彼らは様々な魔法を得意とするが、その他にも特別な能力を有している。
それは「人化」という能力だった。
彼らは一瞬で、本来のオーガの姿から、かつて喰らった人族の姿へと変化させることが出来るのだ。
もちろんその能力に制約が無いわけでは無い、変化できるのは半日と少しであり、変化中はレッサーオーガとしての本来のステータスから劣る事にもなる。

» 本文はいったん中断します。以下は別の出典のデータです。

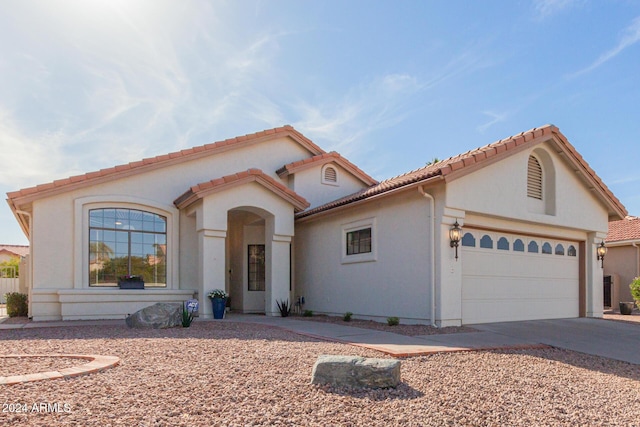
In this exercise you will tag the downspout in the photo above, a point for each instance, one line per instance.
(432, 244)
(30, 287)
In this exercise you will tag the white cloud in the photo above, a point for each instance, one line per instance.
(547, 8)
(629, 37)
(495, 118)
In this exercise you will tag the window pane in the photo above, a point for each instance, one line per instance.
(118, 246)
(257, 270)
(518, 246)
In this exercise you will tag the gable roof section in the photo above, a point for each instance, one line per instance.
(27, 195)
(624, 230)
(321, 159)
(202, 190)
(462, 164)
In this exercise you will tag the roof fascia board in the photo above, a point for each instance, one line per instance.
(150, 164)
(432, 181)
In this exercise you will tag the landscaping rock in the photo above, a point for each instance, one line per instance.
(353, 371)
(158, 316)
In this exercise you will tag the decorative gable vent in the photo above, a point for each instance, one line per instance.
(534, 179)
(330, 174)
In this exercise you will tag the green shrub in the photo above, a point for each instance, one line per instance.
(284, 307)
(16, 304)
(635, 290)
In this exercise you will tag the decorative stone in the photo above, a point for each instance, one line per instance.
(354, 371)
(158, 316)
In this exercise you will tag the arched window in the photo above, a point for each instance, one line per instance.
(486, 242)
(503, 244)
(329, 175)
(468, 240)
(127, 242)
(518, 245)
(534, 179)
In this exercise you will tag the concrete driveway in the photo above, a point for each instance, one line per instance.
(614, 340)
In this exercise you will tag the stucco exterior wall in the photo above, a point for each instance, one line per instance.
(500, 189)
(623, 261)
(308, 182)
(397, 283)
(60, 226)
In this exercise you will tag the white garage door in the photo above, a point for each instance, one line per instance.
(509, 277)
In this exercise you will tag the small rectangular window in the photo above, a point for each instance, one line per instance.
(359, 241)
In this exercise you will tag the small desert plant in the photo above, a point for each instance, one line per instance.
(393, 321)
(284, 307)
(187, 312)
(635, 290)
(16, 304)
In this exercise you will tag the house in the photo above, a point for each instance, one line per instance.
(9, 252)
(622, 262)
(271, 216)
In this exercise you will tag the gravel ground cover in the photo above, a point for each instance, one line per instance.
(233, 374)
(402, 329)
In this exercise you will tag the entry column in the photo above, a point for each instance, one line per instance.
(211, 266)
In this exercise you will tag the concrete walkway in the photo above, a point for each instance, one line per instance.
(606, 338)
(613, 340)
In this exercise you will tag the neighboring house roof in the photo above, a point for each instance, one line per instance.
(462, 164)
(321, 159)
(229, 181)
(627, 229)
(18, 250)
(27, 195)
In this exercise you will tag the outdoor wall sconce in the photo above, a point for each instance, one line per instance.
(601, 251)
(455, 234)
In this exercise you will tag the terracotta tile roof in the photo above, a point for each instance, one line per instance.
(321, 159)
(29, 194)
(461, 164)
(203, 189)
(624, 229)
(20, 250)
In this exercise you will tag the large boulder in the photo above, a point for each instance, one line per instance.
(157, 316)
(357, 372)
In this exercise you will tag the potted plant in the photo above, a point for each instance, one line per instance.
(131, 281)
(218, 302)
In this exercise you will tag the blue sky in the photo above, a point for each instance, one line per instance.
(88, 84)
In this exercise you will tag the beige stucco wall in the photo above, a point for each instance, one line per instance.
(60, 224)
(397, 283)
(495, 197)
(623, 261)
(309, 183)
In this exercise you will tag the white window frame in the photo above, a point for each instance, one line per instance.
(355, 226)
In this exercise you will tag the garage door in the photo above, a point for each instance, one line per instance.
(509, 277)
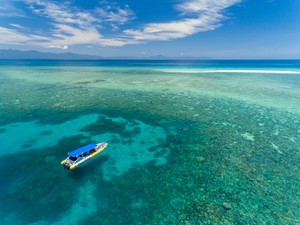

だが、それを差し引いたとしても、潜入工作員としてはごく優秀な能力だ。誰かに成りすますと言う点において彼らの右に出る者は数少ない。
「ぐふふふふ。久々の仕入れだからって腕は錆びちゃいないだろうな?」
「へぇ、もちろんですさ。このご時世、表だってやり辛くなった分、工夫は欠かしちゃいませんぜ」
レッサーオーガたちはそう言ってニヤリと牙を光らせる。
「そいつは結構。だが、こずかい稼ぎは程々にしとけよ?」
「へっへっへ、引き際は心得てますさ」
彼らはひとしきり笑い合った後、改めて机に置いてある資料に目を通した。
「いいか、狙いはこの小娘だ」
そこに置いてあるのは、マコの写真だった。マーキスはマコの写真を指さしながら手下たちに、最終確認をする。
「食っちまう訳にはいかねぇんですよね?」
ひとりのレッサーオーガが涎を拭きながらそう言った。
「ああ、あの女狐が言うには、この小娘には色々と利用価値があるそうでな、生かして連れてこいとの注文だ」
「ひひっ、そいつは勿体ねぇ」
「そうですぜ親分、そいつは拷問ってもんだ」
年端もいかぬ柔らかな少女の食感を思いだし、手下たちはそう言って下卑た笑いを浮かべる。
「馬鹿野郎!」
怒号と共に、マーキスの拳が唸り、手下のひとりが吹き飛んだ。
「こいつは俺の商売だ。テメェらの遊びじゃねぇんだよ」
マーキスはそう言って拳を鳴らす。手下たちは震えあがり「冗談ですよ」と詫びを入れた。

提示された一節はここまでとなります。